This project is designed to help discover new movies tailored to the users preferences. Users can input movies they have watched along with rating, and specify their favorite genres, actors or directors to personalize their recommendations.

Features

  • Movie Input Preferences: Users can input movies they have watched and rate them. Moreover, they can specify favorite genre, etc.

  • Recommendation Algorithm: The system employs a basic recommendation algorithm to suggest new movies based on user preferences and ratings. Recommended movies are displayed along with their details.

  • Data Visualization and User Trend Analysis: Users are provided with visualizations of their movie data, including breakdonws by genre, actor or director. This allows users to analyze trends in their movie preferences and discover new content.

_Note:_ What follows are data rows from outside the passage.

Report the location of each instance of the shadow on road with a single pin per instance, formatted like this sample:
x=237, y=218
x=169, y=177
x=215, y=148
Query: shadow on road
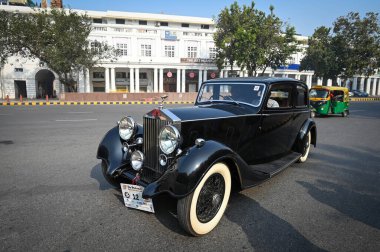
x=96, y=173
x=265, y=231
x=361, y=207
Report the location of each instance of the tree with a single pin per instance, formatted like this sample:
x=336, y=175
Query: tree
x=252, y=40
x=322, y=55
x=58, y=38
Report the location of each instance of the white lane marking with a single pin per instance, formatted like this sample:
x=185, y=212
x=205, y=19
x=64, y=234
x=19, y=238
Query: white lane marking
x=79, y=120
x=80, y=112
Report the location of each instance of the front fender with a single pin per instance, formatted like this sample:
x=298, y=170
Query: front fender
x=184, y=174
x=308, y=126
x=111, y=151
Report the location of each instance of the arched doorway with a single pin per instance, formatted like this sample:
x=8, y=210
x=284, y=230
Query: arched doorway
x=44, y=84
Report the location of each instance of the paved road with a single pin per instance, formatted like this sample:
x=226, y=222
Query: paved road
x=54, y=198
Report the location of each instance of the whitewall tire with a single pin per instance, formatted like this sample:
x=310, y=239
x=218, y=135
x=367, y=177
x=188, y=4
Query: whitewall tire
x=201, y=211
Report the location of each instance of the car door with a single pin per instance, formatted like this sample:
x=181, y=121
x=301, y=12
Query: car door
x=277, y=133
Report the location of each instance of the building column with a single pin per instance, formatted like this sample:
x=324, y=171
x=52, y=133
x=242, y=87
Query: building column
x=87, y=82
x=81, y=82
x=113, y=79
x=131, y=80
x=31, y=91
x=361, y=87
x=200, y=73
x=178, y=81
x=355, y=84
x=107, y=79
x=368, y=86
x=374, y=86
x=155, y=80
x=161, y=82
x=137, y=80
x=183, y=89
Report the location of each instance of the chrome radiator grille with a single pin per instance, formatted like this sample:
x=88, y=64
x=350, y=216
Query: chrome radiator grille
x=152, y=168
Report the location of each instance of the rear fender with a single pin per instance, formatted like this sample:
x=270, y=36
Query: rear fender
x=185, y=173
x=308, y=126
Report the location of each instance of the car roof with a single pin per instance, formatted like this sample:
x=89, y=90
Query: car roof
x=264, y=80
x=330, y=88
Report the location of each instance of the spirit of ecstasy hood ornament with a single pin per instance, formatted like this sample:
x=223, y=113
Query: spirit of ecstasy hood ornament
x=162, y=101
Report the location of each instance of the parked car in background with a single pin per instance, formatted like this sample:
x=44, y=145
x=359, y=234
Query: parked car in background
x=239, y=133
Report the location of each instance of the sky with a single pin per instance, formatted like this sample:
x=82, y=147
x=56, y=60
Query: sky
x=304, y=15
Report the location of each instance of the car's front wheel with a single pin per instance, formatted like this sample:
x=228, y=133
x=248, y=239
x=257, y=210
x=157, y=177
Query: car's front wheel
x=201, y=211
x=306, y=149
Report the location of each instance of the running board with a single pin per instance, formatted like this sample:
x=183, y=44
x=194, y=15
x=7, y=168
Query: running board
x=273, y=168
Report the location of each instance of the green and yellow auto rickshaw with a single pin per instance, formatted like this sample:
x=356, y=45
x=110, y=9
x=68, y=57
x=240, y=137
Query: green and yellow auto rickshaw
x=326, y=100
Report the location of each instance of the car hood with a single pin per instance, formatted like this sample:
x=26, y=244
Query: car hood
x=212, y=111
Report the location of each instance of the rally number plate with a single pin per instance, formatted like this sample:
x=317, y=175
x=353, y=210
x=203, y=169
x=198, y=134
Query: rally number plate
x=132, y=195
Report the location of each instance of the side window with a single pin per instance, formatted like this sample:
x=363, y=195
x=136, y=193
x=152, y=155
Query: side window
x=301, y=99
x=279, y=96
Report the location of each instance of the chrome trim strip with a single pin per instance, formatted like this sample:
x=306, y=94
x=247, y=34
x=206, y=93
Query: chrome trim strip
x=172, y=116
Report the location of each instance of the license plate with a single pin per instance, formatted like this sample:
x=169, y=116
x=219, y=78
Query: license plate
x=132, y=195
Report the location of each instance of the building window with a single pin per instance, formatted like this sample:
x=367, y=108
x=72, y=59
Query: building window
x=95, y=45
x=97, y=21
x=120, y=21
x=143, y=76
x=169, y=51
x=146, y=50
x=192, y=51
x=121, y=75
x=98, y=75
x=122, y=49
x=212, y=52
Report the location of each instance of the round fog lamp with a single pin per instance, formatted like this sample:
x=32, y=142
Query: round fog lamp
x=137, y=160
x=126, y=127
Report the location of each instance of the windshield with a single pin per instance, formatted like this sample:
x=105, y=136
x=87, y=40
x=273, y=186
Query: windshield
x=248, y=93
x=318, y=93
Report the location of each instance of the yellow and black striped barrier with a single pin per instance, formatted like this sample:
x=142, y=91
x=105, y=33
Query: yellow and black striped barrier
x=61, y=103
x=364, y=99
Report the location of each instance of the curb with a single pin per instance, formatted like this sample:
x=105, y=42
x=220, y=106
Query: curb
x=86, y=103
x=365, y=99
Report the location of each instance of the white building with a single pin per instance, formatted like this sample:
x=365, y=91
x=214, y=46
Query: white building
x=159, y=53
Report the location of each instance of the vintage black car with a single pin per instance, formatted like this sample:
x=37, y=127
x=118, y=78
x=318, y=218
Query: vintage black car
x=240, y=131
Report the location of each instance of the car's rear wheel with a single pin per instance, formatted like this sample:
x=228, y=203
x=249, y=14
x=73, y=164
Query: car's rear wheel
x=306, y=149
x=201, y=211
x=113, y=181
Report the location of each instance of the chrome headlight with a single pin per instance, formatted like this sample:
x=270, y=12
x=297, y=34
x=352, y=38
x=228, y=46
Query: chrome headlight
x=137, y=160
x=169, y=139
x=127, y=128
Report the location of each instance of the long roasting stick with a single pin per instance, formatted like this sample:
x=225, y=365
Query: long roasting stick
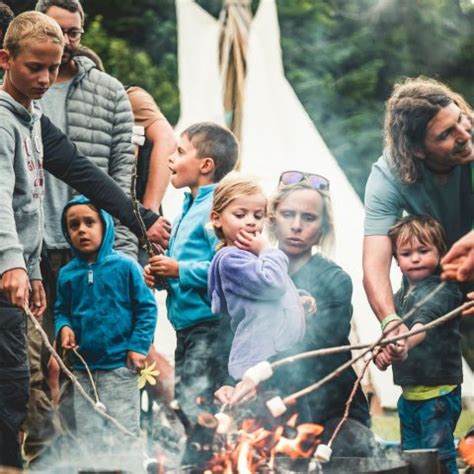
x=347, y=348
x=138, y=139
x=73, y=378
x=443, y=319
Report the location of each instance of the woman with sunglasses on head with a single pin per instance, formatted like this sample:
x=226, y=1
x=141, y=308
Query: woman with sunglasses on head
x=301, y=220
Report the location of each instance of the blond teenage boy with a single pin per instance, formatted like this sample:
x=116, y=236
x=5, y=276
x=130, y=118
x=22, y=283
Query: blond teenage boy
x=206, y=153
x=31, y=58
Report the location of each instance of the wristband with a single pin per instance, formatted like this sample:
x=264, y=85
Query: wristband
x=389, y=319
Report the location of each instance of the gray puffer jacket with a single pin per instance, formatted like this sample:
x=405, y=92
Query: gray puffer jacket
x=99, y=121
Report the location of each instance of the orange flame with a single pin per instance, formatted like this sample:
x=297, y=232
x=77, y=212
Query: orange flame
x=256, y=446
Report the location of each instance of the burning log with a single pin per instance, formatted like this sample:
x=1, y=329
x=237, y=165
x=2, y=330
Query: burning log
x=199, y=445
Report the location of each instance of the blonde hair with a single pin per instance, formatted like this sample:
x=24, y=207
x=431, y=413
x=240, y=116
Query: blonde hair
x=31, y=26
x=327, y=237
x=229, y=189
x=424, y=229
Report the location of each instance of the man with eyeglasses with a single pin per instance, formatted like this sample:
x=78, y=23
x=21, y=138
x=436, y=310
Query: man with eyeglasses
x=92, y=108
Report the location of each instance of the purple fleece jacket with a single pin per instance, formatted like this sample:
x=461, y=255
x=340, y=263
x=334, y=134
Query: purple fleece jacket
x=263, y=304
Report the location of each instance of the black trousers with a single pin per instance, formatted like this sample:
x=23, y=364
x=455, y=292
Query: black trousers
x=14, y=381
x=198, y=367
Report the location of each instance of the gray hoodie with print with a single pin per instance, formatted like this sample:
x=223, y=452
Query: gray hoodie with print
x=21, y=187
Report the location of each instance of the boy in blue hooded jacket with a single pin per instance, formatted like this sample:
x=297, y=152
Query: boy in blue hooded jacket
x=206, y=152
x=105, y=311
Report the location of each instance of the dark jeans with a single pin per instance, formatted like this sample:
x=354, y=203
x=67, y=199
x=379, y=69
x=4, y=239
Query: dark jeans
x=430, y=424
x=197, y=367
x=14, y=382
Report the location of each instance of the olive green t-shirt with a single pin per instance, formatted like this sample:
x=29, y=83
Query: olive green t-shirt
x=449, y=201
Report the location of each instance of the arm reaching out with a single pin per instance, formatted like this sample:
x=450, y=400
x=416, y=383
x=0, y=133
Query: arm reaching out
x=377, y=258
x=458, y=263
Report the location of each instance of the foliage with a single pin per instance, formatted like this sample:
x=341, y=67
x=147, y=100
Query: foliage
x=135, y=67
x=341, y=56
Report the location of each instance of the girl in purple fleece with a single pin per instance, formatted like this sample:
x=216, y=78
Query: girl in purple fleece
x=248, y=279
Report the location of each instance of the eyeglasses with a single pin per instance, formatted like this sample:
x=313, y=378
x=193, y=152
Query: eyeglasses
x=316, y=181
x=73, y=33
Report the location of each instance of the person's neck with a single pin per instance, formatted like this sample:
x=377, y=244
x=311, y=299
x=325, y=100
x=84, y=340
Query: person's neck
x=67, y=71
x=10, y=90
x=296, y=262
x=441, y=173
x=195, y=188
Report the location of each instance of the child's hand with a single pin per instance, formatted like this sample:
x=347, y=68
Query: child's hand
x=253, y=243
x=148, y=276
x=309, y=304
x=164, y=266
x=68, y=338
x=135, y=361
x=223, y=395
x=37, y=298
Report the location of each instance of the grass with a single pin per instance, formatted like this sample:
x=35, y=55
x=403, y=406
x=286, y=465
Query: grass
x=388, y=428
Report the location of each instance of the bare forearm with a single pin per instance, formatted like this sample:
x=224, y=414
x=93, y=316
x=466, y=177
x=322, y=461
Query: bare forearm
x=376, y=261
x=161, y=135
x=158, y=180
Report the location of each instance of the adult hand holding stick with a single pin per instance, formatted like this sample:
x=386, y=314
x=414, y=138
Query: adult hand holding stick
x=458, y=264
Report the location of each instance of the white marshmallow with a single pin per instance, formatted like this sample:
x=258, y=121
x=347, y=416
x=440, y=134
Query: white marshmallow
x=225, y=422
x=276, y=406
x=259, y=372
x=323, y=453
x=100, y=406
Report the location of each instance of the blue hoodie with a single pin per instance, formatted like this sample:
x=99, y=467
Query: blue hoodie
x=106, y=303
x=192, y=243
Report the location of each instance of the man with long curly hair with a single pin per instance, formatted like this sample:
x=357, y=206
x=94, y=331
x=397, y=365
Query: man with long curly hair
x=425, y=169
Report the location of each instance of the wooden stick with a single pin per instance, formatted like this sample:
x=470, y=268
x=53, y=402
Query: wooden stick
x=73, y=378
x=383, y=342
x=291, y=398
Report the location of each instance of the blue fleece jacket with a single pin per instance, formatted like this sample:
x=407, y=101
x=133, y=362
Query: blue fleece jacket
x=106, y=303
x=192, y=243
x=263, y=304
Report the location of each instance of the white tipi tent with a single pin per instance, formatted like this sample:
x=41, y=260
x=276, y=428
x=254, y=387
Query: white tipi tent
x=277, y=135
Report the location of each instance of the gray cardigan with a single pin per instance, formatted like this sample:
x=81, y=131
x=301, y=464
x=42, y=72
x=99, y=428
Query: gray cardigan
x=99, y=122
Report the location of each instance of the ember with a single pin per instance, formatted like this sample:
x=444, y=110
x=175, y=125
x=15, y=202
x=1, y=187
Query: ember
x=254, y=448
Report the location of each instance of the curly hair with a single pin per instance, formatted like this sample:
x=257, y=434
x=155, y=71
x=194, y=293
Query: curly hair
x=326, y=241
x=413, y=104
x=424, y=229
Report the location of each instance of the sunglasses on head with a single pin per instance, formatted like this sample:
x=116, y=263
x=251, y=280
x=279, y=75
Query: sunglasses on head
x=316, y=181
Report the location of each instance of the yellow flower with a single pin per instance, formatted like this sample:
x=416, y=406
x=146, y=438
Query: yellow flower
x=148, y=374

This project aims to enhance movie-watching experience by offering personalized recommendations and insights into the users' movie preferences.

Usage

Make sure (1) virtualenv is installed, (2) create a virtual environment, and (3) activate the virtual environment before beginning:

  1. pip show virtualenv/which virtualenv, and pip install virtualenv if required
  2. virtualenv venv
  3. source venv/bin/activate
    Then, install the necessary dependencies from within the environment:
  4. pip install -r requirements.txt

This project functions as a Dash app. To get started, simply run python3 app.py and visit 127.0.0.1:8050 or localhost:8050 in a web browser.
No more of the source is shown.